Hard to seem won: but I was won, my lord,

With the first glance that ever—pardon me—

If I confess much, you will play the tyrant.

I love you now; but not, till now, so much

But I might master it: in faith, I lie;

My thoughts were like unbridled children, grown

Too headstrong for their mother. See, we fools!

Why have I blabb'd? who shall be true to us,

When we are so unsecret to ourselves?


Richard II

Act 5, Scene 5

RICHARD II

I have been studying how I may compare

This prison where I live unto the world:

And for because the world is populous

And here is not a creature but myself,

I cannot do it; yet I'll hammer it out.


Twelfth Night

Act 2, Scene 2

VIOLA

I left no ring with her: what means this lady?

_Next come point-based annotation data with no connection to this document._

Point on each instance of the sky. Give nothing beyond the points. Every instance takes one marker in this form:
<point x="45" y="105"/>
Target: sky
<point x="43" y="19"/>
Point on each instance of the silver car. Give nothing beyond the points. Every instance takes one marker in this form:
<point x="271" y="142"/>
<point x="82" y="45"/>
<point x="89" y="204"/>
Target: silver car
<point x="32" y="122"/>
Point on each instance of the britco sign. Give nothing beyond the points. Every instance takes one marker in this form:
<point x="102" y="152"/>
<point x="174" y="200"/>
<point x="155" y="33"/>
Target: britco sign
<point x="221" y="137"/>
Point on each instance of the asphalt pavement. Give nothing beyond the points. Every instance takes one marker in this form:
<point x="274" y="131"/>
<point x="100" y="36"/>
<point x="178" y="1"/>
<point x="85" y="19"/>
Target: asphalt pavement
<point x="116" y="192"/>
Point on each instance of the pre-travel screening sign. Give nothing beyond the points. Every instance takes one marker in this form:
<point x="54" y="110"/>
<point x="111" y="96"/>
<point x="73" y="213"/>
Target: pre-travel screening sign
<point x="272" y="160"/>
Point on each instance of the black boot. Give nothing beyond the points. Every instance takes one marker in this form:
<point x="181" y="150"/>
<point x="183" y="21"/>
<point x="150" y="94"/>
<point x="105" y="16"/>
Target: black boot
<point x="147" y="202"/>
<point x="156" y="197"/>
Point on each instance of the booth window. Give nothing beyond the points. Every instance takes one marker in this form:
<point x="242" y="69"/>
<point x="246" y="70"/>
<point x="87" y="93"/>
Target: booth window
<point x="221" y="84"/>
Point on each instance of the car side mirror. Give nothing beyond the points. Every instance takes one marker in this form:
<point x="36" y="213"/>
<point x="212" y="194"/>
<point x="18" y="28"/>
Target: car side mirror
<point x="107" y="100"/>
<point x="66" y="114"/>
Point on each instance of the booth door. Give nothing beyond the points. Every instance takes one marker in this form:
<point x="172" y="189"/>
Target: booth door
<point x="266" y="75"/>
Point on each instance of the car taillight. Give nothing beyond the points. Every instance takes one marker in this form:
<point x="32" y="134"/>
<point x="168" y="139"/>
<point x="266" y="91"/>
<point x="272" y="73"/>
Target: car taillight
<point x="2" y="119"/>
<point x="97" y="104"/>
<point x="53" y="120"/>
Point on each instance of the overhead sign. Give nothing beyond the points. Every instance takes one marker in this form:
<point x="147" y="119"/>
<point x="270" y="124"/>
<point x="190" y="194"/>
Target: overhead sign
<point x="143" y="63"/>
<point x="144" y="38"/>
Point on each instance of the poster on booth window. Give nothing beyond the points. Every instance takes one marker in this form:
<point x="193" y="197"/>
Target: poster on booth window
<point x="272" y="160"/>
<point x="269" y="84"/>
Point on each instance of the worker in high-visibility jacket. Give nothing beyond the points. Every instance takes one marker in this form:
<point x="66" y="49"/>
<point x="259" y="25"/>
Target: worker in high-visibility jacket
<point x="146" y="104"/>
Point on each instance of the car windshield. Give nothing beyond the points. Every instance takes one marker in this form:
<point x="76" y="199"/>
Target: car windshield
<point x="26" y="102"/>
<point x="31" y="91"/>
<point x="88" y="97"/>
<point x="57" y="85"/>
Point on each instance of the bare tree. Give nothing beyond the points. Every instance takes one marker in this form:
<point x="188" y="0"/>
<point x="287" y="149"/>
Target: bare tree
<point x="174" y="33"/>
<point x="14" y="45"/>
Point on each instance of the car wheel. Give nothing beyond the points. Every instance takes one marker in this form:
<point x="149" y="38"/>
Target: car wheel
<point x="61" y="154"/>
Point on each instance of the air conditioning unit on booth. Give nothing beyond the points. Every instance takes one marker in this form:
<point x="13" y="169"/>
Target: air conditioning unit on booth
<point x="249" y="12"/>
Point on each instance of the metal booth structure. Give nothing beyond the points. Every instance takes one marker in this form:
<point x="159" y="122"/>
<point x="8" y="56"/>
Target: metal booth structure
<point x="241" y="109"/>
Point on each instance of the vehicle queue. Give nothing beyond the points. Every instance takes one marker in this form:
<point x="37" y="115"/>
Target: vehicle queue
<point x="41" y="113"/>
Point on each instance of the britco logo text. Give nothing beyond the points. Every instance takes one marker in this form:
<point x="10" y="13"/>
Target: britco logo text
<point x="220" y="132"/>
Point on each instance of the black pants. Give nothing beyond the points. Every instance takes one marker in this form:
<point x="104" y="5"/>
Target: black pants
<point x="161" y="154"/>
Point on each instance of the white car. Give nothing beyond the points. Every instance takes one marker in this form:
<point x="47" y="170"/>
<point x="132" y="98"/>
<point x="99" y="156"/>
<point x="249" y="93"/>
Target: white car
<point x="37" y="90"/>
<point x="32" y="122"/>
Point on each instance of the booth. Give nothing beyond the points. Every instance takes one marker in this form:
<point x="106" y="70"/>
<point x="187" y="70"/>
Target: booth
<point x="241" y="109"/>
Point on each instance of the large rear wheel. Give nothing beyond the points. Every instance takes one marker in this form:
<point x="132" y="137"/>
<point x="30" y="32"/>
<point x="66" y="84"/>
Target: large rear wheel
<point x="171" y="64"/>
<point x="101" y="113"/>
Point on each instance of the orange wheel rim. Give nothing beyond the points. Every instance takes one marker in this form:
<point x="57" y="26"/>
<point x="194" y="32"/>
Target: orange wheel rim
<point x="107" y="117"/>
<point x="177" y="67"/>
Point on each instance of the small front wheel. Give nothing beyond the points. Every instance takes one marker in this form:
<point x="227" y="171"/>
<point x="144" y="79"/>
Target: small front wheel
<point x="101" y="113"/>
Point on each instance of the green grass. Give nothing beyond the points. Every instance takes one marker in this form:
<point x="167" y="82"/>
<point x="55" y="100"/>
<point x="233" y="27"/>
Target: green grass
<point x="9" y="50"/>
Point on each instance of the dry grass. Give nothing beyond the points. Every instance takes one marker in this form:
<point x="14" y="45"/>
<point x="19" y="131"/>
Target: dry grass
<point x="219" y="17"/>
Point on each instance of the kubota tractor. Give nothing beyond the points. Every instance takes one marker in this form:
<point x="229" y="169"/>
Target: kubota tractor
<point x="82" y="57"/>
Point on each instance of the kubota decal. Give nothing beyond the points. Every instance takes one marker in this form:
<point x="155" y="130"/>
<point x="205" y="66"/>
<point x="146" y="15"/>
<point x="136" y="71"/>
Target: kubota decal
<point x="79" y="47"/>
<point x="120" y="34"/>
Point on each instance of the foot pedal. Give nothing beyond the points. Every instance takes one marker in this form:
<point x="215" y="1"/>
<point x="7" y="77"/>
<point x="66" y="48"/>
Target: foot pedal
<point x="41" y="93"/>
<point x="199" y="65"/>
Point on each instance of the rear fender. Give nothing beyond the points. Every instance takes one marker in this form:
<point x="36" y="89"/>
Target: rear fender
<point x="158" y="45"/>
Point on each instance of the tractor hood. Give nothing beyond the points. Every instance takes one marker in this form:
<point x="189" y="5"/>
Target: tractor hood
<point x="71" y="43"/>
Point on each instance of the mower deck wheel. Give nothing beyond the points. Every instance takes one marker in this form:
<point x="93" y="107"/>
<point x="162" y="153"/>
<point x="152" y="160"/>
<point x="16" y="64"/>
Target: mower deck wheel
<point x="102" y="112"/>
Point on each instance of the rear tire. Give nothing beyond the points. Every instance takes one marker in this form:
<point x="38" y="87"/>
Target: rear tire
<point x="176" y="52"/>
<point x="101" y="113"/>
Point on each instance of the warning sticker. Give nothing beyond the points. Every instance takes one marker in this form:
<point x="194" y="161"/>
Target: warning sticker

Fortune forbid my outside have not charm'd her!

She made good view of me; indeed, so much,

That sure methought her eyes had lost her tongue,

For she did speak in starts distractedly.

She loves me, sure;

How will this fadge? my master loves her dearly;

And I, poor monster, fond as much on him;

And she, mistaken, seems to dote on me.

O time! thou must untangle this, not I;

It is too hard a knot for me to untie!


Much Ado About Nothing

Act 2, Scene 3

BENEDICK

This can be no trick: the conference was sadly borne. Love me! why, it must be requited. I did never think to marry: I must not seem proud: happy are they that hear their detractions and can put them to mending. When I said I would die a bachelor, I did not think I should live till I were married. Here comes Beatrice. By this day! she's a fair lady: I do spy some marks of love in her.


A Midsummer Night's Dream

Act 3, Scene 2

HELENA

O spite! O hell! I see you all are bent

To set against me for your merriment:

If you were civil and knew courtesy,

You would not do me thus much injury.

Can you not hate me, as I know you do,

But you must join in souls to mock me too?

If you were men, as men you are in show,

You would not use a gentle lady so;


A Midsummer Night's Dream

Act 5, Scene 1

PUCK

If we shadows have offended,

Think but this, and all is mended,

That you have but slumber'd here

Gentles, do not reprehend:

if you pardon, we will mend:

Else the Puck a liar call;

So, good night unto you all.

Give me your hands, if we be friends,

And Robin shall restore amends.


A Midsummer Night's Dream

Act 3, Scene 2

HERMIA

Puppet? why so? ay, that way goes the game.

Now I perceive that she hath made compare

Between our statures; she hath urged her height;

And with her personage, her tall personage,

Her height, forsooth, she hath prevail'd with him.

And are you grown so high in his esteem;

Because I am so dwarfish and so low?

How low am I, thou painted maypole? speak;

How low am I? I am not yet so low

But that my nails can reach unto thine eyes.